CVE-2026-33594 Overview
CVE-2026-33594 is a memory exhaustion vulnerability affecting DNSdist, a DNS load balancer and traffic manager. The vulnerability allows a malicious client to trigger excessive memory allocation by generating a high volume of queries routed to an overloaded DNS-over-HTTPS (DoH) backend. When the backend becomes overwhelmed, queries accumulate in a buffer that is not released until the connection terminates, potentially leading to denial of service conditions.
Critical Impact
Attackers can exploit this vulnerability to cause memory exhaustion on DNSdist servers by overwhelming DoH backends with queries, resulting in service degradation or denial of service.
Affected Products
- DNSdist (specific versions detailed in the DNSdist Security Advisory)
Discovery Timeline
- 2026-04-22 - CVE-2026-33594 published to NVD
- 2026-04-22 - Last updated in NVD database
Technical Details for CVE-2026-33594
Vulnerability Analysis
This vulnerability is classified under CWE-770 (Allocation of Resources Without Limits or Throttling). The core issue lies in how DNSdist handles query buffering when communicating with DoH backends that become unresponsive or overloaded.
Under normal operation, DNSdist forwards DNS queries to configured backends and manages response handling efficiently. However, when a DoH backend becomes overwhelmed and cannot process queries at the expected rate, incoming queries from clients continue to be accepted and buffered in memory. The problematic behavior is that this buffer grows without bounds and is not released until the client connection is terminated.
An attacker can exploit this by establishing a long-lived connection to the DNSdist server and continuously generating queries directed at a backend that is either intentionally overloaded or naturally struggling under load. As queries accumulate in the buffer without being processed or released, memory consumption on the DNSdist server increases progressively.
Root Cause
The root cause is the absence of proper resource limits on the query buffer used for DoH backend communications. The implementation fails to enforce memory allocation boundaries or implement timeout mechanisms that would release buffered queries when backends are unresponsive. This allows unbounded memory growth tied to the lifetime of individual client connections.
Attack Vector
The attack is network-based and requires no authentication or privileges. An attacker can remotely target a DNSdist server by:
- Establishing a connection to the DNSdist service
- Identifying or inducing conditions where DoH backends are overloaded
- Continuously sending DNS queries through the connection
- Maintaining the connection to prevent buffer release
- Repeating with multiple connections to accelerate memory exhaustion
The attack complexity is low as it requires only the ability to send DNS queries to the target server. The vulnerability affects availability without impacting confidentiality or integrity.

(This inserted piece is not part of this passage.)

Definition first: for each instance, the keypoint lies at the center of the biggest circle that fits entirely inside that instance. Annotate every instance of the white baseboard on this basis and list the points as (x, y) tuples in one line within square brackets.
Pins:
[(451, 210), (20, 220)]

Detection Methods for CVE-2026-33594
Indicators of Compromise
- Unusual memory growth on DNSdist server processes without corresponding increase in legitimate traffic
- Long-lived client connections with high query volumes to DoH backends
- DoH backend response latency spikes or timeout increases
- Memory exhaustion alerts or out-of-memory conditions on DNSdist servers
Detection Strategies
- Monitor DNSdist process memory consumption and alert on abnormal growth patterns
- Track connection duration and query volume per client to identify anomalous behavior
- Implement logging for DoH backend response times and queue depths
- Configure alerting for memory utilization thresholds on DNS infrastructure
Monitoring Recommendations
- Enable detailed metrics collection for DNSdist buffer usage and memory allocation
- Deploy network traffic analysis to detect high-volume query patterns from single sources
- Establish baseline metrics for normal DoH backend latency and response rates
- Implement connection rate limiting and monitoring at the network perimeter
How to Mitigate CVE-2026-33594
Immediate Actions Required
- Review the DNSdist Security Advisory for specific patch information
- Apply vendor-provided security updates to affected DNSdist installations
- Implement connection limits and rate limiting for incoming DNS queries
- Monitor memory utilization on DNSdist servers for signs of exploitation
Patch Information
PowerDNS has released a security advisory addressing this vulnerability. Administrators should consult the DNSdist Security Advisory for detailed patch information and upgrade instructions for their specific DNSdist version.
Workarounds
- Configure connection timeouts to terminate long-lived idle or low-activity connections
- Implement rate limiting rules to restrict query volume per client connection
- Deploy memory limits for DNSdist processes using container constraints or system resource limits
- Consider temporarily disabling DoH backend routing if immediate patching is not possible
- Add upstream load balancing to distribute DoH traffic across multiple backend servers
# Example: Configure system-level memory limits for dnsdist process
# Using systemd service override
sudo systemctl edit dnsdist.service
# Add memory limit configuration
[Service]
MemoryMax=2G
MemoryHigh=1.5G
Disclaimer: This content was generated using AI. While we strive for accuracy, please verify critical information with official sources.